Chapitre 16

Les Cupidons étaient dans un état d'excitation incomparable. Je n'avais jamais rien vu de tel. La salle, pourtant immense, résonnaient d'un bruit d'ailes comme si un nid de mouches s'y cachait. Leurs voix avaient toutes monté de quelques octaves tant ils s'enflammaient. Je doutais qu'ils aient jamais vécu un aussi grand événement.

Lemony voleta jusqu'à moi, tenant une feuille dans la main. Une zone étaient entourée en vert. Flax vint sautiller dans les airs à côté de nous, hyperactif, ses yeux ne sachant pas sur quoi se concentrer : la feuille tenue par son collègue ou la main de Meriel prise dans la mienne. Les deux l'excitaient autant.

Je me saisis de la feuille et regardai l'endroit qu'avait entouré Lemony. Une petite ville perdue en Alaska. Old Harbor. Je n'en avais jamais entendu parler. Elle se situait à cheval sur Kodiak Island, Sheep Island et sur Sitkalidak Island.

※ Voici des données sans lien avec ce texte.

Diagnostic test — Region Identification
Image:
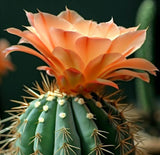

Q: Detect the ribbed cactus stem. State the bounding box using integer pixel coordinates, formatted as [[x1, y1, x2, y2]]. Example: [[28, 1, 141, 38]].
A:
[[0, 86, 139, 155]]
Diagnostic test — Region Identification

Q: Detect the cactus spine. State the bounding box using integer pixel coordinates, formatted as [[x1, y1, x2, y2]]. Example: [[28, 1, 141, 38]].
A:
[[0, 75, 140, 155]]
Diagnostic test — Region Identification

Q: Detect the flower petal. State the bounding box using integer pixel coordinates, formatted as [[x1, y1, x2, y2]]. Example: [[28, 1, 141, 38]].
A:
[[74, 20, 98, 37], [84, 53, 124, 80], [64, 68, 85, 89], [119, 26, 139, 34], [90, 79, 119, 89], [76, 37, 111, 64], [58, 8, 84, 24], [7, 28, 64, 71], [97, 19, 120, 40], [108, 30, 146, 57], [101, 58, 158, 78], [53, 47, 84, 71], [50, 28, 80, 50]]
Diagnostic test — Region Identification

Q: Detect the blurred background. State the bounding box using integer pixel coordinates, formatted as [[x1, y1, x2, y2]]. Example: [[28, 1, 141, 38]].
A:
[[0, 0, 160, 154]]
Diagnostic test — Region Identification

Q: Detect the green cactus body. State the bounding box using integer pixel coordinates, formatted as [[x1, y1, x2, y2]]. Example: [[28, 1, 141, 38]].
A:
[[1, 87, 135, 155]]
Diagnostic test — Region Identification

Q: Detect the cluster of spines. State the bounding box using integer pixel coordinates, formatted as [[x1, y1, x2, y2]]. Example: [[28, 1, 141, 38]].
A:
[[0, 76, 144, 155]]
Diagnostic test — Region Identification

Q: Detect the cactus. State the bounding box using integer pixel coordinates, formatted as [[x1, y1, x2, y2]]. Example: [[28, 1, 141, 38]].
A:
[[0, 75, 140, 155], [0, 9, 157, 155]]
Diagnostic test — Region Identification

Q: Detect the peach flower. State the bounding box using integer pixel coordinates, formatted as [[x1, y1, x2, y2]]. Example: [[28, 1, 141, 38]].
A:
[[5, 9, 157, 93], [0, 39, 13, 78]]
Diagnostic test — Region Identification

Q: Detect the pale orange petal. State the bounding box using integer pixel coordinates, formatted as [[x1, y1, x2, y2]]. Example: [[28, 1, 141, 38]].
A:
[[97, 20, 120, 40], [3, 45, 48, 63], [34, 11, 73, 31], [107, 69, 149, 82], [53, 47, 84, 71], [64, 68, 85, 89], [84, 53, 124, 80], [7, 28, 64, 71], [119, 26, 139, 34], [90, 79, 119, 89], [108, 30, 146, 57], [76, 37, 111, 64], [25, 11, 34, 26], [58, 8, 84, 24], [73, 20, 99, 37], [50, 28, 80, 50], [7, 28, 49, 55], [101, 58, 158, 78]]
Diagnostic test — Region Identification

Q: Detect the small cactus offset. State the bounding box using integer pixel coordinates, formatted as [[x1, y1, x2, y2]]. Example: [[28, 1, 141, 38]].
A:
[[0, 8, 158, 155], [0, 75, 137, 155]]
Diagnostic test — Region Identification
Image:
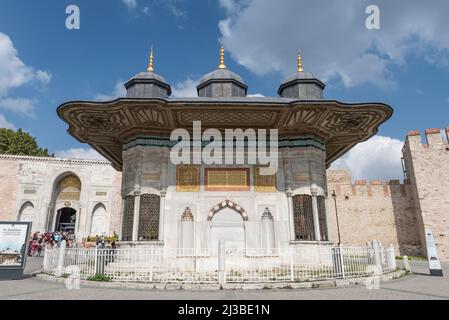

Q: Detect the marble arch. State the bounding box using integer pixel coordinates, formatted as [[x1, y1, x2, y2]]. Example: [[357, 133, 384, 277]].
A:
[[207, 200, 248, 221]]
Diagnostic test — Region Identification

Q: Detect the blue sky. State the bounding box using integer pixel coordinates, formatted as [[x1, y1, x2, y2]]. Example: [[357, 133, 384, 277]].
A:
[[0, 0, 449, 178]]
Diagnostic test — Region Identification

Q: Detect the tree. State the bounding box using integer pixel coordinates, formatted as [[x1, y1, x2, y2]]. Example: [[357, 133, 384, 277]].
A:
[[0, 128, 50, 157]]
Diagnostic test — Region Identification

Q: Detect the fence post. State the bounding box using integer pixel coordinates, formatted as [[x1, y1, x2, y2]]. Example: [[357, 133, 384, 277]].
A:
[[55, 240, 66, 277], [338, 244, 346, 279], [218, 240, 226, 284], [290, 247, 295, 282], [402, 256, 410, 271], [373, 240, 382, 276], [387, 244, 397, 271], [94, 246, 98, 275]]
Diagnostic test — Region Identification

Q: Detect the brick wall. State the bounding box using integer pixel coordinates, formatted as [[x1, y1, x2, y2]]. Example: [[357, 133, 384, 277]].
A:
[[327, 170, 421, 255], [403, 128, 449, 260]]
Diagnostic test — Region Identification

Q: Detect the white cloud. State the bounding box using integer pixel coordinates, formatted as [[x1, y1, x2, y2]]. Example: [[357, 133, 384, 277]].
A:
[[219, 0, 449, 87], [162, 0, 187, 18], [0, 114, 16, 130], [0, 32, 51, 98], [95, 80, 126, 101], [331, 136, 404, 180], [122, 0, 137, 9], [0, 98, 36, 117], [219, 0, 239, 13], [36, 70, 51, 86], [172, 78, 198, 98], [55, 148, 105, 160]]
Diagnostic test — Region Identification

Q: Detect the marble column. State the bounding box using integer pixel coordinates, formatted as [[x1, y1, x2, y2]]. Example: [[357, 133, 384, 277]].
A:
[[118, 197, 125, 240], [286, 188, 296, 241], [179, 207, 194, 256], [132, 188, 140, 241], [261, 208, 275, 255], [158, 189, 167, 241], [310, 185, 321, 241]]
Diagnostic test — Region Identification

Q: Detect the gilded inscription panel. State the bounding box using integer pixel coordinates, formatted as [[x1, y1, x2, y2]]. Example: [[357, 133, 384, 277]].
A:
[[143, 172, 161, 181], [176, 165, 200, 192], [295, 172, 310, 183], [205, 168, 249, 191], [254, 166, 276, 192]]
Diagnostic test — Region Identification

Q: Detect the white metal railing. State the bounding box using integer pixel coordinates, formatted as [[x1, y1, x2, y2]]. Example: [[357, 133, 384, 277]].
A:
[[43, 246, 396, 283]]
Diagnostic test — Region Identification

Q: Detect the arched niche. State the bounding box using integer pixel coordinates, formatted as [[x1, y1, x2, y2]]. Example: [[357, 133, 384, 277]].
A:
[[90, 203, 108, 236], [19, 201, 36, 227]]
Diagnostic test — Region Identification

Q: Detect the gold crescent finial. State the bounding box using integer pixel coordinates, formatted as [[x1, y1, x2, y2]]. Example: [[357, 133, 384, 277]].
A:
[[147, 47, 154, 72], [218, 46, 226, 69], [298, 50, 304, 72]]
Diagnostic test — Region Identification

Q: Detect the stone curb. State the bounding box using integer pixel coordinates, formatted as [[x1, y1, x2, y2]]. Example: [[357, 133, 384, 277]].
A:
[[36, 270, 407, 291]]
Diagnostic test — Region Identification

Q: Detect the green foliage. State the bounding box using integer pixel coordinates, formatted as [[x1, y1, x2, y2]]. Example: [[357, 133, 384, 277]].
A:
[[87, 235, 118, 242], [87, 273, 112, 282], [0, 128, 49, 157], [396, 256, 427, 261]]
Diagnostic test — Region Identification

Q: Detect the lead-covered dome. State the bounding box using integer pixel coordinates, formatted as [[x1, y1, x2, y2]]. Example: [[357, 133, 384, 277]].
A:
[[196, 47, 248, 98], [278, 52, 326, 100], [125, 50, 171, 98]]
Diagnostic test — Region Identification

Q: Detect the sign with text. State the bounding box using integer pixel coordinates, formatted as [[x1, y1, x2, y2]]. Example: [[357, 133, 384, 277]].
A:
[[0, 221, 31, 269], [425, 228, 443, 277]]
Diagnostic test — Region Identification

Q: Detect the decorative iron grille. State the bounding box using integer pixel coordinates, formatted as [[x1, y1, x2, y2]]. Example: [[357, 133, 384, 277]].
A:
[[317, 196, 329, 241], [139, 194, 161, 241], [122, 196, 134, 241], [293, 195, 315, 241]]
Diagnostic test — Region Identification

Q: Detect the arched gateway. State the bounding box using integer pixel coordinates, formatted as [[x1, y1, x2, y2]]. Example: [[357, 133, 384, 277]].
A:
[[50, 172, 81, 232], [207, 200, 248, 249]]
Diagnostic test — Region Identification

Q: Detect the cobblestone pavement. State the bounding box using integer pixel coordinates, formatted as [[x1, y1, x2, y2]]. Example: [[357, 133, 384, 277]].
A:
[[0, 259, 449, 300]]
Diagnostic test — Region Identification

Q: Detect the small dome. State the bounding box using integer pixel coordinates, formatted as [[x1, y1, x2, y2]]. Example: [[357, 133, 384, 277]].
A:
[[198, 69, 245, 86], [127, 72, 166, 83], [281, 72, 316, 85], [125, 49, 171, 98], [278, 52, 326, 100], [196, 47, 248, 98]]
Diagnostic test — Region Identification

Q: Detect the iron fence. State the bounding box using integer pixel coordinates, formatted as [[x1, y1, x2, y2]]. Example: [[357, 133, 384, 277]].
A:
[[43, 246, 396, 283]]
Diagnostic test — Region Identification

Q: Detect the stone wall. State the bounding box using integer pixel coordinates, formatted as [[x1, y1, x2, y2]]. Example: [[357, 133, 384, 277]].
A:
[[403, 128, 449, 260], [0, 155, 121, 237], [327, 170, 421, 255]]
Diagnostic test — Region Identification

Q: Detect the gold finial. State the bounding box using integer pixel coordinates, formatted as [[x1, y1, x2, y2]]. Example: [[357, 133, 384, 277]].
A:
[[218, 46, 226, 69], [298, 50, 304, 72], [147, 47, 154, 72]]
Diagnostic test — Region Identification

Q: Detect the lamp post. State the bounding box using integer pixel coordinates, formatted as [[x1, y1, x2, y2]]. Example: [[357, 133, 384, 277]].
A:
[[332, 190, 341, 246]]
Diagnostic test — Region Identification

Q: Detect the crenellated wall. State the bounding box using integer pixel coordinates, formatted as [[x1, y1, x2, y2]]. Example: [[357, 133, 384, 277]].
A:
[[403, 128, 449, 260], [327, 170, 421, 255], [0, 128, 449, 261]]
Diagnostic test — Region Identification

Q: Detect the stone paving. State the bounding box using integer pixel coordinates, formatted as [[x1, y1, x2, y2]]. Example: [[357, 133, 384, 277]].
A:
[[0, 259, 449, 300]]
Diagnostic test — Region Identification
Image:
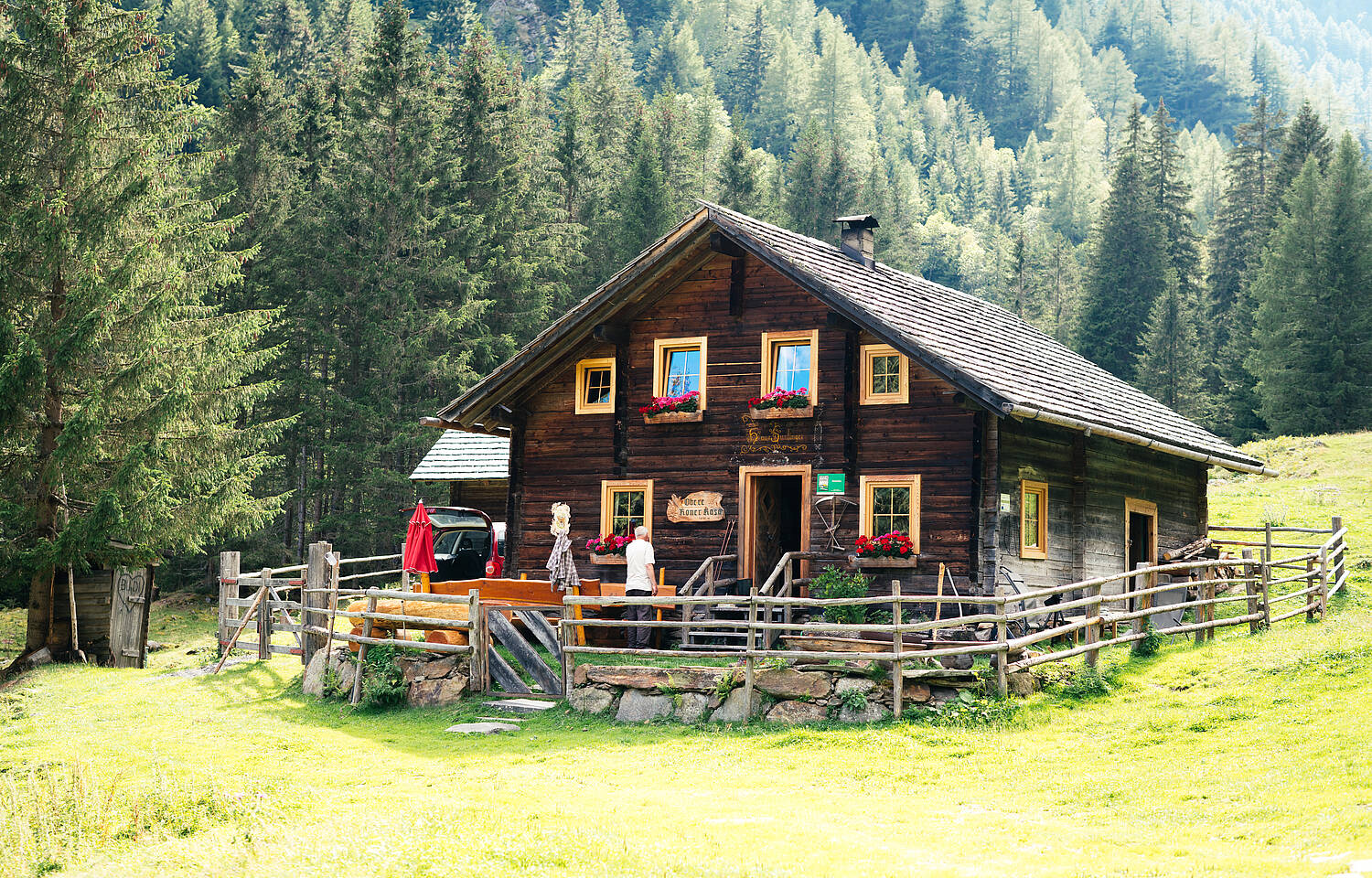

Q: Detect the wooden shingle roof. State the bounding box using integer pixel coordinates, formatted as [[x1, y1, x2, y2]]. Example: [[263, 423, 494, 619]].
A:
[[411, 430, 510, 482], [439, 202, 1270, 474]]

Lemony me raconta que Horizon était revenu en catastrophe pour lui dire qu'il avait senti quelque chose de bizarre dans la ville. Quelque chose de bizarre qui était définitivement angélique selon elle. Elle ne savait pas si c'était réellement l'un des livres mais elle était certaine qu'il y avait quelque chose et qu'il fallait aller voir ce que c'était.

Les doigts de Meriel pressèrent les miens pour attirer mon attention.

- Allons voir. Nous n'avons rien à perdre.

- Vous pouvez descendre avec moi, assura Horizon. Je vous montrerai exactement où je l'ai senti.

- Faisons ça.

Cosmo ramena l'ordre parmi les Cupidons et Horizon nous entraîna avec elle vers le trou dans le sol qui leur servait d'escalier vers la Terre. Je pus entendre Meriel déglutir malgré le visage neutre qu'il arborait. Sa main se pressa contre la mienne, soudain moite.

- Je l'ai déjà fait, lui murmurai-je. Je suis encore en vie. Ça devrait aller.

Il me fusilla du regard. Horizon lui saisit le bras et nous entraîna dans sa chute vers la Terre avant qu'il ne puisse répondre. Il me broya la main tout le long. Heureusement, comme moi la première fois, il eut le réflexe de se servir de ses ailes pour ralentir sa descente.

Nous atterrîmes... au milieu de nulle part. Au milieu d'un amas épais de neige dans lequel je m'enfonçai jusqu'à mi-mollet. Le vent était déchaîné, taillant dans ma chair sans répit. Je m'enroulai dans mes ailes. Ça serait sûrement la seule fois où je serais heureux qu'elles soient faites de feu. Horizon tremblait et luttait contre le vent, ses petites ailes battant de toutes leurs forces pour la maintenir à notre hauteur.

- Rentre ! lui criai-je. Donne-nous une heure avant de venir nous chercher !

- J'enverrai Flax, répondit-elle. Il saura vous retrouver où que vous soyez !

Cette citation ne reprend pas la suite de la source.